In [1]:
import pandas as pd
from nltk.util import ngrams
import csv

In [2]:
loc = pd.read_csv("/Users/bishmaybarik/Library/CloudStorage/OneDrive-ShivNadarInstitutionofEminence/CPHS data cleaning/01. Raw/people_of_india_clean_2014.csv")
temp = pd.read_csv("/Users/bishmaybarik/Library/CloudStorage/OneDrive-ShivNadarInstitutionofEminence/CPHS data cleaning/01. Raw/minority_conc_census_2011.csv")

In [3]:
# Extract district columns and drop duplicates
loc_production_district = loc['district'].drop_duplicates()
temp_district = temp['districtname'].drop_duplicates()

In [4]:
# Function to generate n-grams for a string
def generate_ngrams(text, n):
    return list(ngrams(text, n))

In [5]:
# Function to calculate Jaccard similarity between two sets of n-grams
def jaccard_similarity(set1, set2):
    intersection = len(set1.intersection(set2))
    union = len(set1) + len(set2) - intersection
    return intersection / union if union != 0 else 0

In [6]:
# Function to find the most similar matching district using n-grams
def find_matching_district(query_district, district_list, n=2, threshold=0):
    query_ngrams = set(generate_ngrams(query_district.lower(), n))
    best_match = None
    best_similarity = 0

    for district in district_list:
        # Skip if district is not a string
        if isinstance(district, float):
            continue
        
        district_ngrams = set(generate_ngrams(str(district).lower(), n))
        similarity = jaccard_similarity(query_ngrams, district_ngrams)

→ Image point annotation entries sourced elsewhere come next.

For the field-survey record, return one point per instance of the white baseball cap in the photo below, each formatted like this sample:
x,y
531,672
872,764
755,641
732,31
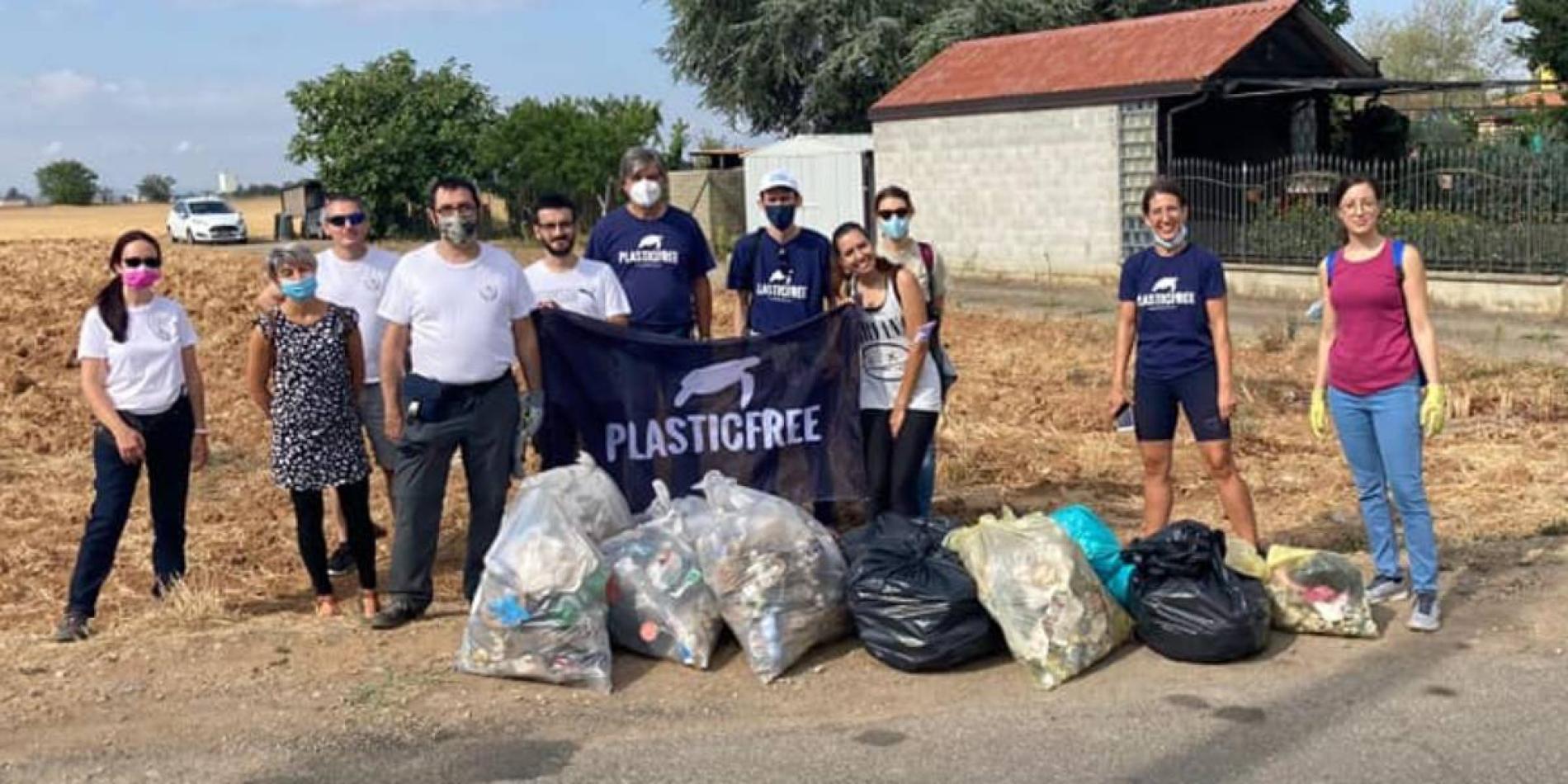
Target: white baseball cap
x,y
778,179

        if similarity > best_similarity and similarity >= threshold:
            best_similarity = similarity
            best_match = district

    return best_match, best_similarity

In [7]:
# Matching process and storing probabilities
matched_district_with_probabilities = []
for temp_district_name in loc_production_district:
    matched_district_name, matching_probability = find_matching_district(temp_district_name, temp_district)
    matched_district_with_probabilities.append((temp_district_name, matched_district_name, matching_probability))

In [8]:
# Print matched district names and probabilities
for loc_production_district, matched_district, probability in matched_district_with_probabilities:
    print(f"District from people_of_india_clean_2014: {loc_production_district} => Matched district from minority_conc_census_2011: {matched_district} (Probability: {probability:.2f})")

District from people_of_india_clean_2014: Bandipore => Matched district from minority_conc_census_2011: BANDIPUR (Probability: 0.50)
District from people_of_india_clean_2014: Ganderbal => Matched district from minority_conc_census_2011: PORBANDAR (Probability: 0.33)
District from people_of_india_clean_2014: Baramula => Matched district from minority_conc_census_2011: BARAMULLA (Probability: 0.88)
District from people_of_india_clean_2014: Srinagar => Matched district from minority_conc_census_2011: SRINAGAR (Probability: 1.00)
District from people_of_india_clean_2014: Anantnag => Matched district from minority_conc_census_2011: ANANTHNAG (Probability: 0.57)
District from people_of_india_clean_2014: Udhampur => Matched district from minority_conc_census_2011: UDHAMPUR (Probability: 1.00)
District from people_of_india_clean_2014: Jammu => Matched district from minority_conc_census_2011: JAMMU (Probability: 1.00)
District from people_of_india_clean_2014: Samba => Matched district from mino

In [9]:
# Save results to a CSV file
output_filename ="/Users/bishmaybarik/Library/CloudStorage/OneDrive-ShivNadarInstitutionofEminence/CPHS data cleaning/01. Raw/district_matching_results.csv"
with open(output_filename, "w", newline="") as csvfile:
    csvwriter = csv.writer(csvfile)
    csvwriter.writerow(["people_of_india_clean_2014 District", "Matched minority_conc_census_2011 District", "Matching Probability"])
    for loc_production_district, matched_district, probability in matched_district_with_probabilities:
        csvwriter.writerow([loc_production_district, matched_district, probability])

In [10]:
print(f"Results saved to {output_filename}")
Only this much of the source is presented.